So Paul was sent “not from men or by a man” and was responsible to no human intermediaries. Paul speaks Christ’s words with Christ’s sole authority and he will forcefully exclude human authority or input into his ministry as he recounts his post-conversion movements in Galatians 1:11 to 2:10.
Christ does not mean for us to read Galatians or any of Paul’s letters as mere human documents, but as the words of the LORD. Indeed Peter defined Paul’s letters as “Scripture” (2 Pet. 3:16).
Galatia
Galatians 1:2b
To the churches in Galatia.
Paul writes to churches that he had planted in his first missionary journey in AD 48–49 to (what would be later recognised as) the Roman province of Galatia: the churches of Pisidian Antioch, Iconium, Lystra, and Derbe in the southern part of Asia Minor.

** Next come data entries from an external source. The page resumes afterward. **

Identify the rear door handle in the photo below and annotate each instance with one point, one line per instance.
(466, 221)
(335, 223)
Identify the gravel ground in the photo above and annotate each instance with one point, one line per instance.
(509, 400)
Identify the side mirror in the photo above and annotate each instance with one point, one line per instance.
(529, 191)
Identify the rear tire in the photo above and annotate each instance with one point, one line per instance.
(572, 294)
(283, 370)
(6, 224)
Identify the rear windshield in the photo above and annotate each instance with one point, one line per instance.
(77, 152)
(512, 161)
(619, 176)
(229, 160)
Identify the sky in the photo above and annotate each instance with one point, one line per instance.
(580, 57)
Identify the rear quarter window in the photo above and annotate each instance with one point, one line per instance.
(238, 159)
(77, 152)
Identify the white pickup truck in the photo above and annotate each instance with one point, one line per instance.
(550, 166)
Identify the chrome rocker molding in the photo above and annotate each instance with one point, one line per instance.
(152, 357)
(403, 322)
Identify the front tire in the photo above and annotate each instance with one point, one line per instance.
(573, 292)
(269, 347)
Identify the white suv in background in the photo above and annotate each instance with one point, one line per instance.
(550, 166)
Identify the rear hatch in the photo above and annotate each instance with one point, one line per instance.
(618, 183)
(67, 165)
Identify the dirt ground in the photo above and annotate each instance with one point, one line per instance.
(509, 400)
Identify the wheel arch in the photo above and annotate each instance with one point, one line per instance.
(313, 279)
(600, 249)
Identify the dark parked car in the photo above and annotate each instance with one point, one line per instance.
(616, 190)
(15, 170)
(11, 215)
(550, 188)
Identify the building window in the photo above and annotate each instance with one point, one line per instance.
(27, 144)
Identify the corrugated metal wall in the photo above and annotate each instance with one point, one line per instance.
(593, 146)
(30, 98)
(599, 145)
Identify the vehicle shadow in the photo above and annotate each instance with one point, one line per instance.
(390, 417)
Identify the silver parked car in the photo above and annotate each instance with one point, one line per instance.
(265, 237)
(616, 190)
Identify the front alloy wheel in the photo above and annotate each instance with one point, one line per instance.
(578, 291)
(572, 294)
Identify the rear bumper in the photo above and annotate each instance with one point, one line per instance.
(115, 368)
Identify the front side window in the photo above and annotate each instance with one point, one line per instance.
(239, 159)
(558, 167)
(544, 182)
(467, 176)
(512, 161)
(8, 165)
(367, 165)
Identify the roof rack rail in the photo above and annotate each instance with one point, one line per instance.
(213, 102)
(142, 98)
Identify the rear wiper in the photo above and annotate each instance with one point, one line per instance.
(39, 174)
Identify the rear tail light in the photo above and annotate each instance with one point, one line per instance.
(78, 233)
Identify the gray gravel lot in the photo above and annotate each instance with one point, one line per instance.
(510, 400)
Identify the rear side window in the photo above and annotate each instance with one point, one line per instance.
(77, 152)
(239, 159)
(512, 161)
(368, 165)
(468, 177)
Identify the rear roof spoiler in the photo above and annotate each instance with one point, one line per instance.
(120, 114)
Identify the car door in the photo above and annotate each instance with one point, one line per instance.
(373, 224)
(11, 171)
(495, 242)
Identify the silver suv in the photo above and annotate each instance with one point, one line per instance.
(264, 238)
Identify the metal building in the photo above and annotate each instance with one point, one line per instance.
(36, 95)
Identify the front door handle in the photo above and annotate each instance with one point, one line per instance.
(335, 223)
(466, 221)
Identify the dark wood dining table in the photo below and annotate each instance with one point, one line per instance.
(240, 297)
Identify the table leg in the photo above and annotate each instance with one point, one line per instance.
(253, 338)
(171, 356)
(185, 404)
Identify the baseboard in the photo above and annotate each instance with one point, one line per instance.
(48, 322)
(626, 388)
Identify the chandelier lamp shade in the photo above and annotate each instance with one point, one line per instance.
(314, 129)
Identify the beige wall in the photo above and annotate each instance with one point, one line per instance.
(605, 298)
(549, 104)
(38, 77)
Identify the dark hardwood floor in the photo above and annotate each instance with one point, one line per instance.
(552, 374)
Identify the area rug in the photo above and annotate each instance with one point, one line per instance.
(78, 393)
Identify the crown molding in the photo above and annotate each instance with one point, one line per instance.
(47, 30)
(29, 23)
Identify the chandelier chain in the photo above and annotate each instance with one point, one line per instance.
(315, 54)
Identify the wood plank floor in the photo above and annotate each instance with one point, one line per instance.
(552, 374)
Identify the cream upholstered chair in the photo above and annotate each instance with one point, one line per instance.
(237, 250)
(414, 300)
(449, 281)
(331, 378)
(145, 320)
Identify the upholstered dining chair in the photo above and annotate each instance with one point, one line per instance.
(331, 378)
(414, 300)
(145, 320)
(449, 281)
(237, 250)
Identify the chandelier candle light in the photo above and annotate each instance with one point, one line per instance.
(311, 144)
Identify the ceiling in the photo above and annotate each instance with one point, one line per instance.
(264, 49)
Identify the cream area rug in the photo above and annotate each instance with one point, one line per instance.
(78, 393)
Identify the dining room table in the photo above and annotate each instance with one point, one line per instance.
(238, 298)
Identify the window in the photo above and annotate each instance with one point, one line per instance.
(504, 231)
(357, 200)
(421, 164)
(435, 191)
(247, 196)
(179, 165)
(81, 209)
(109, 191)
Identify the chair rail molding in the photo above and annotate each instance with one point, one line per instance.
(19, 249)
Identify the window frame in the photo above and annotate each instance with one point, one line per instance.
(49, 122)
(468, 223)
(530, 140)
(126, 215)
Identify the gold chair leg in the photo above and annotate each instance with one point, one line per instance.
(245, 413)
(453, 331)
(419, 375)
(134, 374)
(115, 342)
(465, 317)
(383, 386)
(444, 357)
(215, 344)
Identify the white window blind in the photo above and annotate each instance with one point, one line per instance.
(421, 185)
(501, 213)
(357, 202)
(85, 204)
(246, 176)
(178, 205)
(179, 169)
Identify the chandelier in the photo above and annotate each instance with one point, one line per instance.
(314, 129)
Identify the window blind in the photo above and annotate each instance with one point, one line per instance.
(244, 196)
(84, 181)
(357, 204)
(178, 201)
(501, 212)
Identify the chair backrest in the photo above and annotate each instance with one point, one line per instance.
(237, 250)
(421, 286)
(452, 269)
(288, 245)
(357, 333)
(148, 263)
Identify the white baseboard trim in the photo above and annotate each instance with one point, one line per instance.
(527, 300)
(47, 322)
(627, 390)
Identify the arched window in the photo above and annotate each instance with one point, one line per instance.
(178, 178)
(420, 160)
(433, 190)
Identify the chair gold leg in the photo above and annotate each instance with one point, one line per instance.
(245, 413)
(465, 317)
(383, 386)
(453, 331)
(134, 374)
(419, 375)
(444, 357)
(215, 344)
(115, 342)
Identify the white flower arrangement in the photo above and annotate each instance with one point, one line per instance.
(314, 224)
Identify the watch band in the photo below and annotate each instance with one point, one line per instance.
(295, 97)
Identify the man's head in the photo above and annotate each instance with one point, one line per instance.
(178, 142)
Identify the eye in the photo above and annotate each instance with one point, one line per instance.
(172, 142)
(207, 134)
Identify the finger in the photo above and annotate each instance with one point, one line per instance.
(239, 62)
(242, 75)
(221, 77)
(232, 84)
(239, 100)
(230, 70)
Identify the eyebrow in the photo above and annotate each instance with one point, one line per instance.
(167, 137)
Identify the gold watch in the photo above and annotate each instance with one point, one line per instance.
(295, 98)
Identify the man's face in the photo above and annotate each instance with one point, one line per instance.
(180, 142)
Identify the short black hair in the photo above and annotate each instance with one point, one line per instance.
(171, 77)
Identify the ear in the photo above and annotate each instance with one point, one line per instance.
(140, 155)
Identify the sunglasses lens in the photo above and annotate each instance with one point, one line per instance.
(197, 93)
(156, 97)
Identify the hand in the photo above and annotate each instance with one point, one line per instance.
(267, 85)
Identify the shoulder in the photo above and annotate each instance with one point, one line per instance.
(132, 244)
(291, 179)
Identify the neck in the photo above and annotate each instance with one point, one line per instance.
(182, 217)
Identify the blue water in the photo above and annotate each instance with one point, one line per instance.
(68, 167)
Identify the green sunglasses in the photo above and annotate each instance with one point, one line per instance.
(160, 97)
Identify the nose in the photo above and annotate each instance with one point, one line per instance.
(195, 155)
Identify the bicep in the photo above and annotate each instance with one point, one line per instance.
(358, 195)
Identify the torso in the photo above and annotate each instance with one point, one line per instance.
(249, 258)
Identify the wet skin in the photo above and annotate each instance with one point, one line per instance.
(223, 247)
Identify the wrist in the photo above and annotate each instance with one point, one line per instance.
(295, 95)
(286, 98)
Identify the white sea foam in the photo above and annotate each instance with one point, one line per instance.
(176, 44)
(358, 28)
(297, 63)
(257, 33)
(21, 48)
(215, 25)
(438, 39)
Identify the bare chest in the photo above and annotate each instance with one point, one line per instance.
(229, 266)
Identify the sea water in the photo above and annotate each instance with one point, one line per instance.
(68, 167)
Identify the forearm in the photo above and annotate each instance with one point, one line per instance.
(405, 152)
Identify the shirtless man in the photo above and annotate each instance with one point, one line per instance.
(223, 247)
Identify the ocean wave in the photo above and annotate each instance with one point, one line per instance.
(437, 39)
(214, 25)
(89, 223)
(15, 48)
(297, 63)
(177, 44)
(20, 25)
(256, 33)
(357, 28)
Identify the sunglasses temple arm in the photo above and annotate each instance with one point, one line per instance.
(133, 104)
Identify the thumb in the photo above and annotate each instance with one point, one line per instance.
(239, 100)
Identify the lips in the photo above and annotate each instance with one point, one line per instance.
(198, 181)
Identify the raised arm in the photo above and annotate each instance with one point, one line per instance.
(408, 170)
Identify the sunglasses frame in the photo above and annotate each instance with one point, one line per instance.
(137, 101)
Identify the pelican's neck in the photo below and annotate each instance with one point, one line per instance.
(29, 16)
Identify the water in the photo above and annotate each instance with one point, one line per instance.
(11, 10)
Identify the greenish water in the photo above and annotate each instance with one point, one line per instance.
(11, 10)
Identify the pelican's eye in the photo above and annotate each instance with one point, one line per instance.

The region was named for the Gauls, a Celtic people who settled there centuries before, as well as in France and the British Isles, and whose descendants today speak the Celtic languages of Irish and Scottish Gaelic, Welsh, Manx, and Breton.
In Galatians 2:11–12 Paul describes misguided teachers from Jerusalem, he calls them “the circumcision group”, urging Christians in Antioch to return to Jewish ceremonial law. Luke describes the same damaging visit in Acts 15:1, which precipitated the Jerusalem Council of 49–50, just before Paul’s second missionary journey. This dates Galatians to just prior to the Council and puts it among the earliest New Testament documents.
Paul will sharply refute the poisonous teaching of the Jerusalem teachers: that Christians are saved by faith in Jesus and by keeping the Jewish ceremonial laws, of which circumcision was primary. The Galatian Christians were abandoning the Gospel the Apostle had proclaimed to them and their salvation was threatened.